On one hand, it is positive that it came to our attention because it makes it easier for people to share their struggles.  On the other hand, I feel like taking it from a collection of symptoms that was of interest to researchers and those working with people and turning it into a syndrome grew its weight and importance. 

 Something minor became a big deal. 

People were able to say I suffer from ‘imposter syndrome.’ My concern is that a syndrome with all its permanence and solidness has more power over our identities.  The more we get tied up in thinking of ourselves as a sufferer of ‘imposter syndrome’ the harder it becomes to unhook ourselves from the package of emotions and thoughts that we are having. 

The more we identify with it the harder it actually becomes for us to do something about it.  

More recent research suggests that it might be more helpful to talk about imposter episodes, which they found were widely experienced. It is not unusual to have brief times when we feel like an imposter and we can all experience them from time to time.  This doesn’t mean that we suffer from an ongoing syndrome.   Although some may experience more episodes than others and find it more difficult to cope with than others.  Both men and women experience imposter episodes, and evidence to date is inconclusive that this is more common in women than men.  

Talk to your coach, psychologist or professional supervisor to get some support and techniques for coping well with imposter episiodes when they occur, but don’t make a syndrome out of a common collection of thoughts and feelings.

 Coping with imposter thoughts and feelings.
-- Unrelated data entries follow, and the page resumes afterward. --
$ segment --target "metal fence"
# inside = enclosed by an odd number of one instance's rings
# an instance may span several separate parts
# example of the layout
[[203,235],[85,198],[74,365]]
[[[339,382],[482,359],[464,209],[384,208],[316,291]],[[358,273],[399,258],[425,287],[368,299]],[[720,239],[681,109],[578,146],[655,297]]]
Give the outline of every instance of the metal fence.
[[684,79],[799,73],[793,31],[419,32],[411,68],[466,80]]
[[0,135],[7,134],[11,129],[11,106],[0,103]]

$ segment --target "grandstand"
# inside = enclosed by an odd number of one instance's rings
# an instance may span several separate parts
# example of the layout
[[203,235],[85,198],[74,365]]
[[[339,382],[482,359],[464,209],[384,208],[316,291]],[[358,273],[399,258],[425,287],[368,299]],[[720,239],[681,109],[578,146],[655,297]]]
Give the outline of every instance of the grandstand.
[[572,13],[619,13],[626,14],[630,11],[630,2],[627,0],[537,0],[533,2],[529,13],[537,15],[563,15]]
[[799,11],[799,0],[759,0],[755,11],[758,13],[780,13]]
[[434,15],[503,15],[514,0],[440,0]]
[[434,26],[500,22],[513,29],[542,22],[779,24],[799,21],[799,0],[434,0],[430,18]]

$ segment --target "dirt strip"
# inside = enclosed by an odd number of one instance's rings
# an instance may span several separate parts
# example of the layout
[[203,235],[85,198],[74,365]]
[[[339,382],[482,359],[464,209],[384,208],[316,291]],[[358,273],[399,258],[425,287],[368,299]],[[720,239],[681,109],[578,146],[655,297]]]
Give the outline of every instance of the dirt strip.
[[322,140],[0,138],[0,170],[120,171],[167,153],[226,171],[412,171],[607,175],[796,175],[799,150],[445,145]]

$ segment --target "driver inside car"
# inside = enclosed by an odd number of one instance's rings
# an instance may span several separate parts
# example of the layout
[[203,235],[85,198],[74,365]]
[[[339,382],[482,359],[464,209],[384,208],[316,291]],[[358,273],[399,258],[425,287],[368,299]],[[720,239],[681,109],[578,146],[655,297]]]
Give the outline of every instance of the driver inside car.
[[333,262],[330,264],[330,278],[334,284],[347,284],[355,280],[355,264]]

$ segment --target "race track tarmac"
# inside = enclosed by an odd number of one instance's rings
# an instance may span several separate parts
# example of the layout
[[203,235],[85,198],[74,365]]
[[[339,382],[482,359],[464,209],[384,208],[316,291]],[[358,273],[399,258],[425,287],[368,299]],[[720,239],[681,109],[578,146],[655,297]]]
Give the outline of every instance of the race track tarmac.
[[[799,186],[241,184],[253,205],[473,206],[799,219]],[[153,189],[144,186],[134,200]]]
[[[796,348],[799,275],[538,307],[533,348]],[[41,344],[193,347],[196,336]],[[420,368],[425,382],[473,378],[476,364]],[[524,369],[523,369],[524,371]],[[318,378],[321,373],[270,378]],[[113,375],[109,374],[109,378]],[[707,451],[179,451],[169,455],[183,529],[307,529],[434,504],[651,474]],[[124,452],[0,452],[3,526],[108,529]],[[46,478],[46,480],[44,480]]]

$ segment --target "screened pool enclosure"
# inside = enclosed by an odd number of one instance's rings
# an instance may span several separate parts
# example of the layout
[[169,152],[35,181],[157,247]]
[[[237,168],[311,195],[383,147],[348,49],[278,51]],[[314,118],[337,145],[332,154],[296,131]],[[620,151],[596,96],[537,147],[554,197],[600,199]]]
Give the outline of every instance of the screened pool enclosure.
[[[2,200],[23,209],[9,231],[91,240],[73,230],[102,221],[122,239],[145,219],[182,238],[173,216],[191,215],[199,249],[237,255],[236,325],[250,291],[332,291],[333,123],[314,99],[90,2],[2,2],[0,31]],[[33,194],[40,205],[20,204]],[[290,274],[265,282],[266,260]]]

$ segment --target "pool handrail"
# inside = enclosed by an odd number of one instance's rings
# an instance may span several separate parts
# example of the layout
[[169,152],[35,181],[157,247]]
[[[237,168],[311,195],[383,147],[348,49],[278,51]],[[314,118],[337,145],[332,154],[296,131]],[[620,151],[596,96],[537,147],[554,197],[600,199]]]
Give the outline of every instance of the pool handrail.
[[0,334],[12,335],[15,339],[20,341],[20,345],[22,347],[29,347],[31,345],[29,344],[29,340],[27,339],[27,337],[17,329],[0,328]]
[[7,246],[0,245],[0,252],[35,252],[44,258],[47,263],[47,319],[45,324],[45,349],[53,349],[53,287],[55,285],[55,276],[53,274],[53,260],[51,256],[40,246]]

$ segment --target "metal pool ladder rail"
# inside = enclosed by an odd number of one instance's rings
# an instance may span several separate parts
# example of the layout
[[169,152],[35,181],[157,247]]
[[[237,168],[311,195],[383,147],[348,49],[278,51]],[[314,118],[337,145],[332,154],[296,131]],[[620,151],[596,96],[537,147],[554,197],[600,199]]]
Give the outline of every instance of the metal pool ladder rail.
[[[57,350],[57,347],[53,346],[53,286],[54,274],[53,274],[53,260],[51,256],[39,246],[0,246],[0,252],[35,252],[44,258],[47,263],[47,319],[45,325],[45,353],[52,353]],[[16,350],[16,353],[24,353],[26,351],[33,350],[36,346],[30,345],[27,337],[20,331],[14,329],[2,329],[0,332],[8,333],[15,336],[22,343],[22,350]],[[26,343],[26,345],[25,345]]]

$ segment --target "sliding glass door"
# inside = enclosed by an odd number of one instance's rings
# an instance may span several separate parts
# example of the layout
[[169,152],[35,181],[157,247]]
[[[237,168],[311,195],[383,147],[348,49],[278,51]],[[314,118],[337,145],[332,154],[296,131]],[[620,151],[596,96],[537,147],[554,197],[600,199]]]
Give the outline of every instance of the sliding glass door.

  • Acknowledge and accept your feelings. It is normal,common and ok to feel like this. It doesn’t mean there is anything wrong with you. It doesn’t mean you won’t be successful. It is ok to have bumps in your self-confidence.
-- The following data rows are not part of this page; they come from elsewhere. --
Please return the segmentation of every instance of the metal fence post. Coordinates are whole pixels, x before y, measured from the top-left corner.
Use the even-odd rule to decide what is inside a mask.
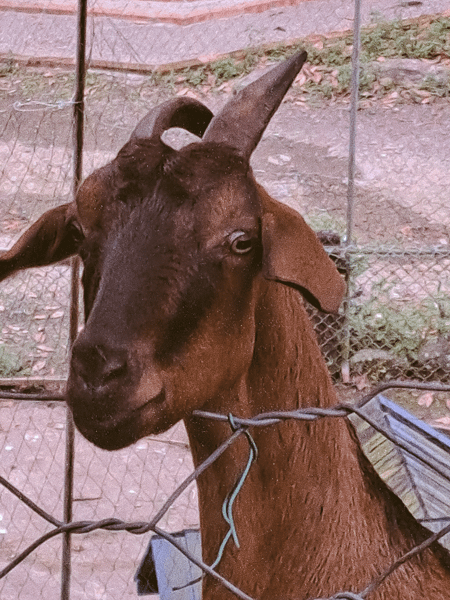
[[[83,167],[83,127],[84,127],[84,87],[86,71],[86,20],[87,0],[79,0],[78,3],[78,39],[76,60],[76,88],[74,97],[74,161],[73,161],[73,195],[77,193],[82,178]],[[71,278],[71,306],[70,306],[70,345],[78,333],[79,315],[79,270],[80,259],[78,256],[72,259]],[[75,426],[72,414],[67,409],[66,419],[66,458],[65,458],[65,484],[64,484],[64,521],[72,520],[72,496],[73,496],[73,462],[74,462],[74,439]],[[70,576],[71,576],[71,545],[70,533],[63,536],[62,550],[62,572],[61,572],[61,600],[70,598]]]
[[[361,46],[361,0],[355,0],[355,13],[353,23],[353,52],[352,52],[352,79],[350,101],[350,126],[349,126],[349,155],[348,155],[348,185],[347,185],[347,231],[345,237],[345,262],[347,294],[344,300],[344,344],[341,374],[344,383],[350,380],[350,327],[349,309],[352,280],[351,245],[353,240],[353,212],[355,196],[355,168],[356,168],[356,121],[359,102],[359,52]]]

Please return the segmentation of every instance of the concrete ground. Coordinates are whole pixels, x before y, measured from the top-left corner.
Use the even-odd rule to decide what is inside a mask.
[[[73,64],[75,0],[0,0],[0,58]],[[368,0],[362,22],[450,9],[449,0]],[[261,44],[348,30],[350,0],[96,0],[88,2],[92,66],[152,69]]]

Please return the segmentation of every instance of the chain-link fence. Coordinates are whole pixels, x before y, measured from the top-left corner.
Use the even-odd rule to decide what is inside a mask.
[[[275,115],[252,165],[270,193],[322,232],[347,278],[342,314],[313,314],[330,369],[336,380],[360,389],[392,378],[447,381],[446,14],[419,18],[418,3],[364,3],[357,9],[369,28],[355,55],[351,34],[326,37],[352,26],[350,2],[291,7],[280,2],[266,10],[261,3],[258,13],[252,12],[254,3],[213,4],[202,12],[195,0],[87,3],[83,176],[115,155],[149,106],[177,94],[193,95],[216,110],[253,77],[249,73],[263,72],[296,44],[306,44],[310,64]],[[30,7],[22,2],[21,12],[0,13],[3,249],[42,212],[73,195],[77,19],[62,1],[37,12]],[[435,2],[427,10],[448,8]],[[310,37],[299,42],[302,36]],[[356,73],[360,100],[352,105]],[[349,154],[355,158],[350,166]],[[36,392],[63,384],[70,277],[70,265],[62,263],[1,284],[4,389]],[[65,408],[0,402],[2,475],[62,519],[68,494]],[[72,518],[146,520],[190,469],[182,428],[115,454],[94,449],[76,434]],[[168,529],[198,526],[195,493],[190,488],[169,511]],[[49,527],[2,489],[2,566]],[[100,531],[74,540],[70,596],[134,597],[132,574],[145,545],[140,537]],[[0,582],[2,598],[59,597],[60,557],[56,538]]]

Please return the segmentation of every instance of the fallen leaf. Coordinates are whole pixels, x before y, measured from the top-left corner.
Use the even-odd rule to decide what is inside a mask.
[[[370,387],[370,383],[367,379],[366,373],[363,373],[362,375],[355,375],[355,377],[353,378],[353,384],[359,391],[365,390],[368,387]]]
[[[430,406],[433,404],[434,402],[434,395],[433,392],[426,392],[425,394],[422,394],[419,399],[417,400],[417,404],[419,406],[426,406],[427,408],[430,408]]]
[[[408,237],[412,234],[412,229],[409,225],[405,225],[404,227],[400,227],[400,233],[405,237]]]
[[[322,81],[322,74],[318,73],[317,71],[316,72],[313,71],[311,73],[310,79],[312,79],[314,81],[314,83],[316,83],[316,84],[320,83]]]
[[[414,90],[414,93],[421,98],[429,98],[431,96],[431,92],[428,92],[427,90]]]
[[[33,368],[31,369],[33,371],[33,373],[36,373],[36,371],[42,371],[42,369],[45,367],[46,362],[45,360],[39,360],[37,363],[35,363],[33,365]]]
[[[450,427],[450,417],[441,417],[440,419],[435,419],[434,422],[444,427]]]
[[[303,71],[300,71],[300,73],[295,78],[294,85],[304,85],[306,83],[306,79],[306,75],[303,73]]]
[[[20,231],[23,228],[22,221],[5,221],[3,223],[3,229],[5,231]]]
[[[52,315],[50,315],[50,319],[60,319],[63,316],[64,316],[64,311],[63,310],[57,310]]]

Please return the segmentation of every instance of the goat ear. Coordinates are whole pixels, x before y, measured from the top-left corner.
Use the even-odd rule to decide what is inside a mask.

  • Share with a coach, supervisor, therapist or friends to get support to help you with effective coping strategies that help you manage the thoughts and feelings when they occur.

  • Ask for help to examine your perfectionist tendencies, some types of perfectionism are motivating and can help with some types of work. Other types can be quite debilitating. Take some steps towards reducing compulsive overwork or over preparation habits.
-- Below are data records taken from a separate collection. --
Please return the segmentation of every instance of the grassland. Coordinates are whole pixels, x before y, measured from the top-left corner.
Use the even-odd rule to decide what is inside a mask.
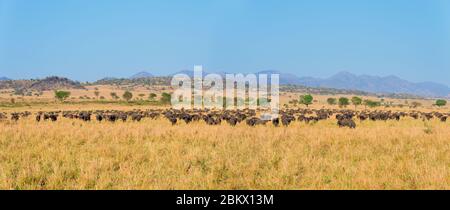
[[[64,103],[55,102],[51,91],[23,97],[3,91],[0,112],[161,108],[146,98],[167,91],[133,89],[135,96],[145,96],[131,102],[110,97],[124,89],[71,90]],[[98,100],[96,91],[105,99]],[[282,93],[280,100],[288,103],[299,94]],[[328,97],[340,96],[314,96],[310,108],[337,108],[326,104]],[[422,104],[420,111],[450,112],[434,107],[433,100],[414,101]],[[172,126],[165,119],[0,121],[0,189],[450,189],[448,122],[405,118],[357,124],[343,129],[333,119],[288,128]]]
[[[1,189],[450,189],[450,125],[0,122]]]

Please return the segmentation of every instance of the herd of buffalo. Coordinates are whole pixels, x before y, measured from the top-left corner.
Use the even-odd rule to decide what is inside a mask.
[[[279,113],[279,117],[271,120],[264,120],[258,117],[257,110],[174,110],[174,109],[154,109],[154,110],[97,110],[97,111],[54,111],[54,112],[37,112],[34,114],[35,120],[40,121],[57,121],[60,117],[67,119],[79,119],[82,121],[96,120],[98,122],[116,122],[116,121],[135,121],[139,122],[144,118],[158,119],[165,118],[172,125],[177,123],[191,123],[195,121],[204,121],[208,125],[219,125],[226,122],[231,126],[245,122],[249,126],[266,125],[268,123],[274,126],[289,126],[294,121],[304,123],[315,123],[321,120],[335,118],[339,127],[356,128],[355,120],[364,121],[387,121],[401,120],[405,117],[421,120],[438,119],[446,122],[450,113],[440,112],[395,112],[395,111],[353,111],[353,110],[332,110],[332,109],[287,109]],[[0,112],[0,121],[12,120],[18,121],[21,118],[32,116],[31,112]]]

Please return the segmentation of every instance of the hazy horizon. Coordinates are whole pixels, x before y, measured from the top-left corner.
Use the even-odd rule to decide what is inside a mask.
[[[0,77],[277,70],[450,85],[450,2],[0,0]]]

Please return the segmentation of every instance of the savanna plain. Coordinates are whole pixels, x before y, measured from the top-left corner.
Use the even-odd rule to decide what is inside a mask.
[[[154,108],[77,108],[101,106]],[[49,108],[2,108],[28,109]],[[449,122],[355,122],[350,129],[334,118],[278,127],[7,119],[0,189],[450,189]]]

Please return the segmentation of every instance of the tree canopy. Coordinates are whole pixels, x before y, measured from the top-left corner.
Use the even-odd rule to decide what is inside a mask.
[[[436,101],[436,106],[442,107],[442,106],[445,106],[445,105],[447,105],[447,101],[446,100],[439,99],[439,100]]]
[[[352,104],[356,108],[357,106],[362,104],[362,99],[360,97],[355,96],[355,97],[352,98]]]
[[[337,104],[337,100],[335,98],[328,98],[327,99],[327,103],[329,105],[336,105]]]
[[[310,94],[300,96],[299,103],[306,105],[307,107],[312,104],[314,97]]]
[[[349,104],[350,104],[350,102],[349,102],[348,98],[346,98],[346,97],[339,98],[339,106],[340,107],[346,107]]]
[[[130,91],[125,91],[122,95],[123,99],[125,99],[126,101],[129,101],[133,98],[133,93],[131,93]]]
[[[55,98],[60,101],[66,100],[69,96],[70,96],[69,91],[55,90]]]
  • Start a positive feedback, or positive results folder. Record, keep, read and re-read any positive comments you receive about your work. Our minds remember negative feedback more easily as they are driven by safety. We need to reinforce the positive more frequently than the negative.

  • Identify some small risks that you can take to be yourself and express what you really think. The more authentic you are able to be the less pervasive the feelings of being ‘found out’ will become.

  • Be aware of the situations that make imposter episodes more likely. These include transitions to new roles, taking on new or greater responsibilities and being in the public eye.